A well-placed kick to the back of his knee nearly succeeded in tripping Thor, and he roared a battle cry as he leapt to tackle Loki to the ground in retaliation. Just as his arms were about to close around Loki's torso and pull him into the attack's momentum, his brother was abruptly no longer there. With nothing to grab but thin air, Thor fell so awkwardly that he was barely able to roll up into a crouch. Casting about him in utter shock, he caught sight of Loki standing a small distance off: laughing again.
"Brother! What in the Nine Realms-?" He jogged over and grabbed at Loki's flailing arm, trying to shake him out of his mirth. "Loki!"
Struggling to breathe, Loki couldn't seem to look at Thor without bursting into guffaws, so he turned away. "You should have seen your face, brother! You looked so outraged!" He hiccuped and failed to swallow a fit of giggles.
His patience thinning as his astonishment gave way to irritated confusion, Thor just growled.

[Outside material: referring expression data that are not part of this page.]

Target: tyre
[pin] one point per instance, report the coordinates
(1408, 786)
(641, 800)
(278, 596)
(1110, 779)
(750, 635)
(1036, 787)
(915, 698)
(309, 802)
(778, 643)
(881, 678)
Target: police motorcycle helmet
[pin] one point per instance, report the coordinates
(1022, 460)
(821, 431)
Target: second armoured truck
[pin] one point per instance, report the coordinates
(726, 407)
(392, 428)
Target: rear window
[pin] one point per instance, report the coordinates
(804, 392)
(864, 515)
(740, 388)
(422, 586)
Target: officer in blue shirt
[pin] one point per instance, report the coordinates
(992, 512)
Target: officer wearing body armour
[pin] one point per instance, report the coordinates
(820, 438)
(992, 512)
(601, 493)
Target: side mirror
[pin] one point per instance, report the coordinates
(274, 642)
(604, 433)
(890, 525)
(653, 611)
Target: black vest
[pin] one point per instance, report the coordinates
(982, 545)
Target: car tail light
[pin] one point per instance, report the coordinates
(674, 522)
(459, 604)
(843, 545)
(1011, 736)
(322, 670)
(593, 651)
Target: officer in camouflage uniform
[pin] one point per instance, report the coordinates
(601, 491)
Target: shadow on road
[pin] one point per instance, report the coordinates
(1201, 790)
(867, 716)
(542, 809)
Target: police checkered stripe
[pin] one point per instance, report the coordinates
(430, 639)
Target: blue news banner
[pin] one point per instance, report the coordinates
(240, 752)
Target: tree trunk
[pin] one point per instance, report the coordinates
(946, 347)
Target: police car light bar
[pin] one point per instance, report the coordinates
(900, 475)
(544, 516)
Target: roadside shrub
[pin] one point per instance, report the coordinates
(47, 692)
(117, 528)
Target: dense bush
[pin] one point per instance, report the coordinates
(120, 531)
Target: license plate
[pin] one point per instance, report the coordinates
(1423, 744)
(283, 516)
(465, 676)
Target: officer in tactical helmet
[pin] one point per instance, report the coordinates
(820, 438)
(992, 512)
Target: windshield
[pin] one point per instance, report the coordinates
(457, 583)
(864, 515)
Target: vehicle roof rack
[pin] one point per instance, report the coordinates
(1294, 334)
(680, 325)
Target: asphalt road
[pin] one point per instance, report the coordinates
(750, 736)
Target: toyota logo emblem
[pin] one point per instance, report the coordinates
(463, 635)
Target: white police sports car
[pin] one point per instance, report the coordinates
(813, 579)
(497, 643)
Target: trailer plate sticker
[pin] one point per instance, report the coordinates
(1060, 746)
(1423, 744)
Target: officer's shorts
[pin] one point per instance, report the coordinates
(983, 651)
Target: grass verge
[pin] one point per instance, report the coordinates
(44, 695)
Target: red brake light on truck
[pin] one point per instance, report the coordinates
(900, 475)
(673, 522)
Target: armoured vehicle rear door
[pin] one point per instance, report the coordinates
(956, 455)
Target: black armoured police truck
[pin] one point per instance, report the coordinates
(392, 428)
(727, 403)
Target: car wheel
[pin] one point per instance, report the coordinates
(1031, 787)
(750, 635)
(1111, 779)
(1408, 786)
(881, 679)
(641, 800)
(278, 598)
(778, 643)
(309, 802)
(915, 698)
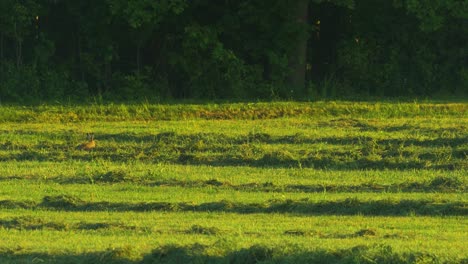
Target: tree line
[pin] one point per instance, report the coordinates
(231, 49)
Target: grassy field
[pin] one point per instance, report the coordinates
(323, 182)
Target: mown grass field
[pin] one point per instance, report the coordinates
(323, 182)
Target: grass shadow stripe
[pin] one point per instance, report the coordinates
(349, 206)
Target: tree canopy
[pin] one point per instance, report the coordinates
(231, 49)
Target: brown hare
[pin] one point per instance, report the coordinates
(91, 144)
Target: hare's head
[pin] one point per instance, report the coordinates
(90, 136)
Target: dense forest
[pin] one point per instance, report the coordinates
(231, 49)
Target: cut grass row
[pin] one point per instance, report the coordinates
(140, 235)
(320, 182)
(146, 111)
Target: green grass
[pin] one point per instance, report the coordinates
(324, 182)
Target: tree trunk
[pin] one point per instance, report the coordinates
(297, 59)
(1, 46)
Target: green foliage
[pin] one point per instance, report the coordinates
(121, 50)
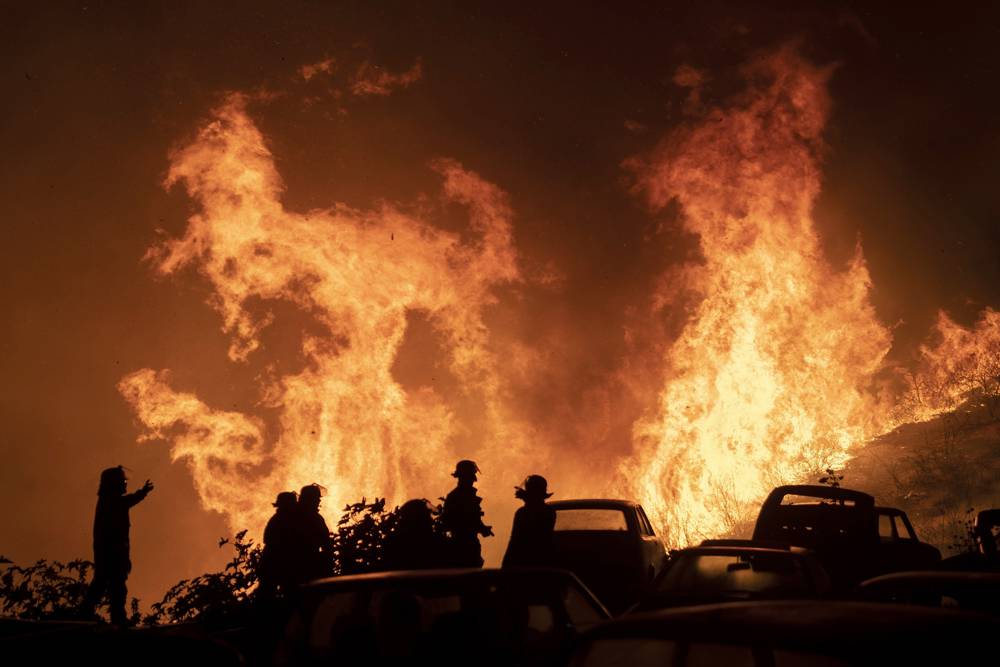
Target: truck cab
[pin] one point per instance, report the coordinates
(853, 538)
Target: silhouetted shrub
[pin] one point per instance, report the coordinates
(48, 590)
(215, 595)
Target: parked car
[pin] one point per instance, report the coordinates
(709, 574)
(854, 539)
(972, 591)
(61, 643)
(799, 633)
(610, 545)
(516, 616)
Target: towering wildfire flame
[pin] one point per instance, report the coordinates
(771, 377)
(344, 420)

"It is a simple illusion, Thor," Loki finally managed, wiping his eyes and grinning unrepentantly, "I make myself not where I was when my presence was last confirmed by the subject and project an insubstantial image where I want my position presumed to be. It's essentially no more than a sleight of hand, a trick of the light."

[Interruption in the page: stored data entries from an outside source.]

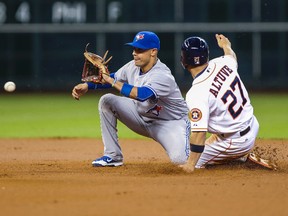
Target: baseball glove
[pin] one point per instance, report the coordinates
(91, 69)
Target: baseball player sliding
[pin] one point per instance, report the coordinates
(151, 103)
(218, 103)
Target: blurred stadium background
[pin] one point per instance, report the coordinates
(42, 42)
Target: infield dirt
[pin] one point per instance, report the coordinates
(54, 177)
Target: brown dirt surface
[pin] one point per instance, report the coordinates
(54, 177)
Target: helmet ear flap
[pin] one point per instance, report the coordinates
(195, 52)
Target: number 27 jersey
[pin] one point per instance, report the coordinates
(218, 101)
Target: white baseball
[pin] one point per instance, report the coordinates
(10, 86)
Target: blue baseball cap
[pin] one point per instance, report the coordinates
(145, 40)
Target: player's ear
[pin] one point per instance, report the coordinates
(154, 52)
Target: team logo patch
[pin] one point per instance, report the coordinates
(196, 60)
(139, 37)
(195, 115)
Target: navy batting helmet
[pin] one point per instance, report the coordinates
(194, 52)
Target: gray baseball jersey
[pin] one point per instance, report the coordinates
(164, 119)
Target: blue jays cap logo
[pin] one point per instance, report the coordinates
(139, 37)
(145, 40)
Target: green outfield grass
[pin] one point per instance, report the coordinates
(59, 115)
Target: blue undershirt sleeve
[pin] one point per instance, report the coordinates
(100, 86)
(145, 93)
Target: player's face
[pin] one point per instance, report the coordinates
(144, 58)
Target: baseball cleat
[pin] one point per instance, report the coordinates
(106, 161)
(260, 161)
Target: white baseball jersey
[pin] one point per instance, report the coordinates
(169, 103)
(218, 101)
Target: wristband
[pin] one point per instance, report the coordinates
(91, 85)
(115, 80)
(197, 148)
(126, 89)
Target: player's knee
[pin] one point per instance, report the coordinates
(105, 101)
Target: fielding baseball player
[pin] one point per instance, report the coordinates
(218, 103)
(151, 104)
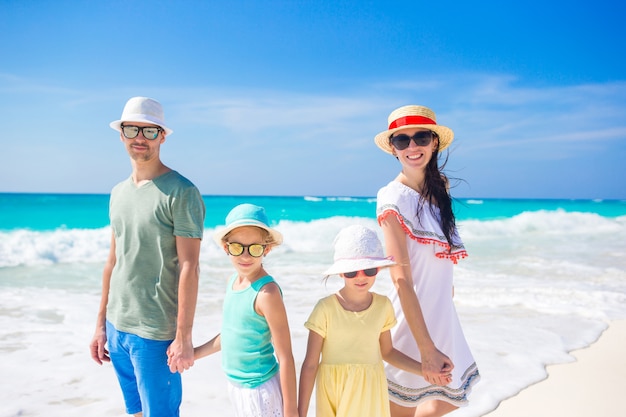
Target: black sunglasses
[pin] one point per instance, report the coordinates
(370, 272)
(149, 132)
(421, 138)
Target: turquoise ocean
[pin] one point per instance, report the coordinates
(543, 278)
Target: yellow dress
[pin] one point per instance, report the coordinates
(351, 378)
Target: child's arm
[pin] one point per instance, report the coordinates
(210, 347)
(269, 303)
(309, 371)
(401, 361)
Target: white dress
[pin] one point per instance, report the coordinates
(432, 270)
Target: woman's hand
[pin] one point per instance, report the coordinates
(436, 367)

Sifting the unnecessarily convoluted wording of that explanation, Thor shook his head. "You mustn't do that to me again, brother. I found it most unnerving."
Loki waved his hand dismissively. "It is nothing to unnerve you."

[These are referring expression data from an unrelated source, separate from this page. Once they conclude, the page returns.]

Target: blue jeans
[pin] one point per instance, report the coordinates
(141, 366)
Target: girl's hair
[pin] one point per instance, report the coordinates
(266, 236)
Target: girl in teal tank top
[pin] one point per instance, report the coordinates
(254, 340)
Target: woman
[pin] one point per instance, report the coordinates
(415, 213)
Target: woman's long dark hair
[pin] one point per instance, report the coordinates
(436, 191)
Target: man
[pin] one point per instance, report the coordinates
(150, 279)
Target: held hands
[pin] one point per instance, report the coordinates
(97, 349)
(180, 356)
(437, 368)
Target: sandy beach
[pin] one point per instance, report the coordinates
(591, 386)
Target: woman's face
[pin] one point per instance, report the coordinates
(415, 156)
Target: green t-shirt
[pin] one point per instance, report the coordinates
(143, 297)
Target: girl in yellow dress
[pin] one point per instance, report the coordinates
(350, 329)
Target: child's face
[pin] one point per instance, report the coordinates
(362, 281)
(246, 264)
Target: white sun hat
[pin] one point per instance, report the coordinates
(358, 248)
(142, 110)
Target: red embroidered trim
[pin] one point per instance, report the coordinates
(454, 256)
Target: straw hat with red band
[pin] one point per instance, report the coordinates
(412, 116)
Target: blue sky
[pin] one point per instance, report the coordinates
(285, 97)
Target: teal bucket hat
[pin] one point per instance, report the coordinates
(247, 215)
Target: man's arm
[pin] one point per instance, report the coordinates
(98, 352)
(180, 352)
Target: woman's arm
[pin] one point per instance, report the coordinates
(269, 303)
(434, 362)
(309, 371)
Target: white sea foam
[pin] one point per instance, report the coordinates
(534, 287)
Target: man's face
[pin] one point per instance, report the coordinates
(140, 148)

"Nevertheless, you must not practise it on me. Save it for Sif and the others," Thor commanded grumpily. He opted to magnanimously ignore Loki's poorly concealed delight in his discomfort.
"Unblessed as I am, Thor, would you not agree that I need every advantage my little gifts can give me?"
Suspecting some unsavoury undercurrent in that and loath to so soon reopen their frequently infuriating discussion about what were honourable tactics in battle, Thor just eyed Loki's guileless expression mildly. A small silence passed.
Suddenly, Loki laughed and slapped his back. "You are too serious, brother. Let us go and see what can be pilfered from the kitchen that is clearly meant for other mouths. It's been a giant's age since I had any amusement not at your expense."
Frowning to show more lingering disapproval of Loki's latest little joke than he could truly feel in such a moment of felicity as this reunion, Thor followed.
They climbed the winding stone steps which zigzagged across the terraces at the rear of the palace, the walkways carefully cut through the landscape to avoid spoiling the vistas of the smooth geometric patterns formed by the gardens and practise fields that filled the highest habitable cliffs in Asgard. The innermost courtyards were cobbled, and their boots rang pleasantly as they neared the stables. The familiar sound made Thor wonder what comforts other worlds lacked.
"Are Elves very strange to live with, brother?"
"Oh, very."
"Did you have no companions to make sport with, then?"
"Elves frown on sport."
Thor grinned. "Is that so?"
Loki grinned back, a devious light in his eyes. "So very much. I had to be quite cautious so as not to perturb them unduly."
"You are terribly conscientious of such things, brother."
"Of course I am," Loki said self-importantly, "everyone knows I am the last bastion of good breeding in this family."
"I shall remind Father of it so you may be rewarded for your example."
"So cruel you are to me."
"What wages a man earns, he cannot call unjust payment."
Loki slung an arm around Thor's neck, whispering conspiratorially, "Then you concede that you are owed every perturbation I can conceive of for you. For surely, you recall the slant of the tally when we parted ways? You joined forces with the Lady Disdain, do not think that I have forgotten it, and it was a most foul treason to your own blood."
"Brother, I fear not the worst rain of your vengeance upon me, so absolute is my confidence in your tiresome inclination to unwarranted temperance."
"Such valour."
Thor just grinned again, challengingly. It was so good to have his brother back.